In his Nov. 20 letter to Armenian American organizations, President Obama once again played shameful word games with the term genocide. At this point, one has to be incredibly naive to believe that he is going to acknowledge the Armenian Genocide during the rest of his term in office.
During the presidential campaign, when then-Senator Obama was making repeated promises to acknowledge the Armenian Genocide, activists were nervously following the Turkish government’s attempts to use the false pretext of dialogue with Armenia to prevent him from fulfilling his pledge after the election.
In early April, during a press conference in Ankara, when Obama was asked about his views on the Armenian Genocide, he dodged the question by stating: “My views are on the record and I have not changed views. What I have been very encouraged by is news that under [Turkish] President Gul’s leadership, you are seeing a series of negotiations, a process in place between Armenia and Turkey to resolve a whole host of longstanding issues, including this one.”
Clearly, Presidents Obama and Gul, for their own reasons, were scheming to undermine the recognition of the Armenian Genocide by pushing forward the Armenia-Turkey negotiations. They were joined in this unholy alliance by Russia and the European Union in pressuring Armenia’s leaders, who were only too eager to comply.
This sinister deal was sealed when on the eve of April 24, Armenia and Turkey issued a joint press release announcing a roadmap for reconciliation!
Not surprisingly, in his first April 24 statement, Obama repeated all the euphemisms and word games that he had strongly condemned when they were used by his predecessor, President Bush. Obama used the old and all too familiar denialist terminology of past presidents, such as “atrocity,” “massacre,” “terrible events of 1915,” and most incredibly, “Meds Yeghern”!
In that statement, Obama used the same evasive answer he gave in Ankara: “I have consistently stated my own view of what occurred in 1915, and my view of that history has not changed.” Yet, he adamantly persisted in refusing to state what his actual views were.
Furthermore, Obama urged Armenians and Turks “to address the facts of the past as a part of their efforts to move forward.” He expressed his strong support for their “courageous and important dialogue…to work through this painful history…” and applauded the Armenian and Turkish governments for accepting “a framework and roadmap for normalization.”
Consequently, Obama left no doubt that he was going to sacrifice the truth of the “Armenian Genocide” on the altar of an illusory Armenian-Turkish reconciliation, using it as a fig leaf to conceal his erstwhile pledge.
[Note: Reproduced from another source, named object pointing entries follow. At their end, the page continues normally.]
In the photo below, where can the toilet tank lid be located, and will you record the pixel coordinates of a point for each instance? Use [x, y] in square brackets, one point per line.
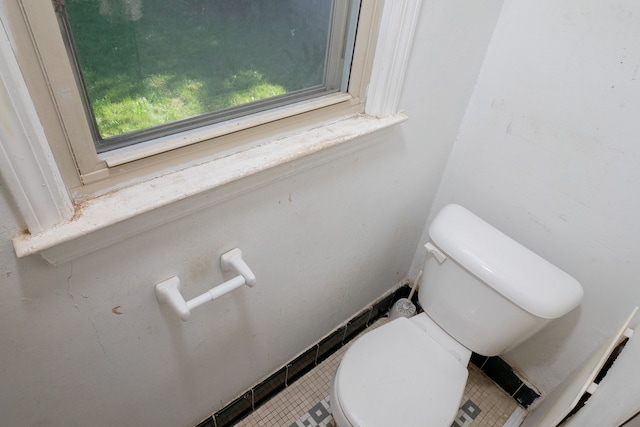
[520, 275]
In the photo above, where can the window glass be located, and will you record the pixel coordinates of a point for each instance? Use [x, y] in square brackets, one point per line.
[152, 67]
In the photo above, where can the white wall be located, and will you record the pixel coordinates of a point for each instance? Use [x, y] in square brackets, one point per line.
[548, 152]
[323, 243]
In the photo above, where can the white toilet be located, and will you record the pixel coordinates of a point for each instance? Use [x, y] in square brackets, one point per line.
[482, 292]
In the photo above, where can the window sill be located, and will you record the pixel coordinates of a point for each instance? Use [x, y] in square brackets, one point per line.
[123, 213]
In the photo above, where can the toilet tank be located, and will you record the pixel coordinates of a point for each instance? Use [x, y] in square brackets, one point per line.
[486, 290]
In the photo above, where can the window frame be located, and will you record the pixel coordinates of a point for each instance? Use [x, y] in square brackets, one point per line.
[62, 105]
[60, 228]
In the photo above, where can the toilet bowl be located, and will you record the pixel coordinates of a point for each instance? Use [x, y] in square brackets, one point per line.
[403, 388]
[482, 292]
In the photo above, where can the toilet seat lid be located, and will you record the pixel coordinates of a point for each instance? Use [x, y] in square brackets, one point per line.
[398, 375]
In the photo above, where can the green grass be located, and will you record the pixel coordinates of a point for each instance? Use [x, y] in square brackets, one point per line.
[184, 58]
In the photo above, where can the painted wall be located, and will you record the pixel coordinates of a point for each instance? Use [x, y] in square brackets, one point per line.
[87, 342]
[548, 153]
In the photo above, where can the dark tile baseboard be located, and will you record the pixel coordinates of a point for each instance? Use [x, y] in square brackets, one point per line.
[506, 378]
[494, 367]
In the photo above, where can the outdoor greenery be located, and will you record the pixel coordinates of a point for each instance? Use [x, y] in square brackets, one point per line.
[172, 59]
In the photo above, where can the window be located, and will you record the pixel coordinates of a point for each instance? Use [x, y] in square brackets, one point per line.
[132, 86]
[48, 158]
[152, 69]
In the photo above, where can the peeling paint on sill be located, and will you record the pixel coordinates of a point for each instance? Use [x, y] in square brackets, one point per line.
[115, 216]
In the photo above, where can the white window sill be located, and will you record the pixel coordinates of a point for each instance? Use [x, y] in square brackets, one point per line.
[123, 213]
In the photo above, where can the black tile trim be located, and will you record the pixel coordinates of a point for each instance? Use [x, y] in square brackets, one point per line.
[506, 378]
[494, 367]
[286, 375]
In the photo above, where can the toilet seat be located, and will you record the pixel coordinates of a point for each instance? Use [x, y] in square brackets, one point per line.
[399, 375]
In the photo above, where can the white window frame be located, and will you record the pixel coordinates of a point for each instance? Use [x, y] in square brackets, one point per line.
[60, 229]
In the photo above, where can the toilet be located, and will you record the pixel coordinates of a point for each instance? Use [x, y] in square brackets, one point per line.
[481, 292]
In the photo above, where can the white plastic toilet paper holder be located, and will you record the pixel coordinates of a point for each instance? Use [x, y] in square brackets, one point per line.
[168, 291]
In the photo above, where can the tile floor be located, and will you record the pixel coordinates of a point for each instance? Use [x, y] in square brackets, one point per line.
[293, 406]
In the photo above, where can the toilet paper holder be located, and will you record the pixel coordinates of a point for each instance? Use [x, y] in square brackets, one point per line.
[168, 291]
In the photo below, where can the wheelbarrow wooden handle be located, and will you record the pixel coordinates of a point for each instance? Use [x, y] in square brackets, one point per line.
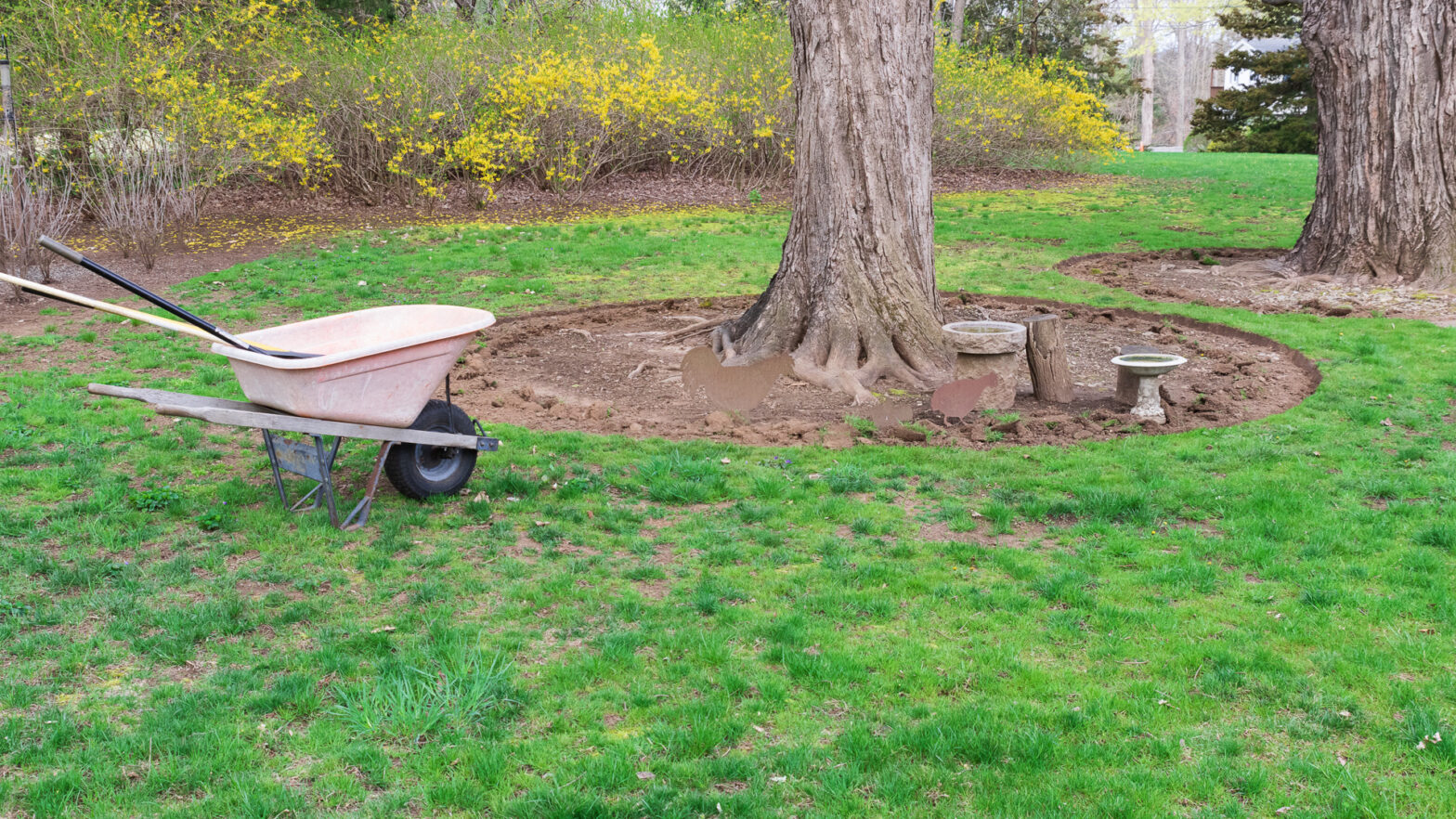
[107, 307]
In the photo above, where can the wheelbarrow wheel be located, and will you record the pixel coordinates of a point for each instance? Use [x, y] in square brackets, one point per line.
[421, 471]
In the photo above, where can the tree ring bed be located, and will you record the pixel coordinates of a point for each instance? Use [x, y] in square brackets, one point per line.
[1248, 279]
[615, 369]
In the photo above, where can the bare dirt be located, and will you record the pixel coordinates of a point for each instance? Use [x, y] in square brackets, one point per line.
[617, 369]
[1238, 280]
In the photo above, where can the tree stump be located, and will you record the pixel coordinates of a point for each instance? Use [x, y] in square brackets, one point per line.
[1125, 381]
[1047, 358]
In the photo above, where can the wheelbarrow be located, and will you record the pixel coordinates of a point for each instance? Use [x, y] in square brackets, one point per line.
[371, 376]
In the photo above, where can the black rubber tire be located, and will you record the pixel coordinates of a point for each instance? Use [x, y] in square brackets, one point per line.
[421, 471]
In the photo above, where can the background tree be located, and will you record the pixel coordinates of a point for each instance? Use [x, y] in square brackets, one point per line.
[1076, 32]
[1384, 199]
[853, 297]
[1276, 112]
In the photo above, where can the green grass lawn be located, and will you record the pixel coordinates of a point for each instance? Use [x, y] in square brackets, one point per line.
[1225, 622]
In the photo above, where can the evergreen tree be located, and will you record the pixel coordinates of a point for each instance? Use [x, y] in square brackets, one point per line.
[1277, 112]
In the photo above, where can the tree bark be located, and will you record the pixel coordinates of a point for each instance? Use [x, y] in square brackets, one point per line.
[853, 297]
[1047, 358]
[1384, 87]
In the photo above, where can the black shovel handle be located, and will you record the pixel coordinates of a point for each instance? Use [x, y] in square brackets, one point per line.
[128, 284]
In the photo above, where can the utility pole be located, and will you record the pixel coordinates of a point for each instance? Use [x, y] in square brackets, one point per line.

Last month, in a letter to Armenian American organizations, Obama reconfirmed that his view on “one of the great atrocities of the 20th century” had not changed. Once again, he failed to detail his views. The president was responding to a letter from the AGBU, Armenian Assembly, and Diocese of the Armenian Church of America. The three Armenian organizations had expressed their support for the Armenia-Turkey protocols and appealed to the White House to acknowledge the Armenian Genocide. In his response, Obama cleverly exploited the expression of support by the Armenian organizations for the reconciliation process, and downplayed his campaign pledge to acknowledge the genocide. He reiterated that “the best way to advance…the just acknowledgment of the facts” is for Armenians and Turks to address the past “as part of their efforts to move forward.” He pledged “to continue to vigorously support the normalization effort in the months ahead.” The president was thus using the protocols to undermine all efforts to acknowledge the genocide.
Keeping his pledge on the genocide is in Obama’s own interests, as it would help rehabilitate his moral and political credibility by joining President Reagan and scores of national parliaments, international organizations, and Holocaust and genocide scholars who are already on record confirming the facts of the Armenian Genocide.
Obama should not be surprised if Armenian Americans no longer trust him, and do not support him for re-election. Those who play games with genocide should not be rewarded.
Anyone who lacks the courage to stand up for the truth does not deserve a Nobel Peace Prize.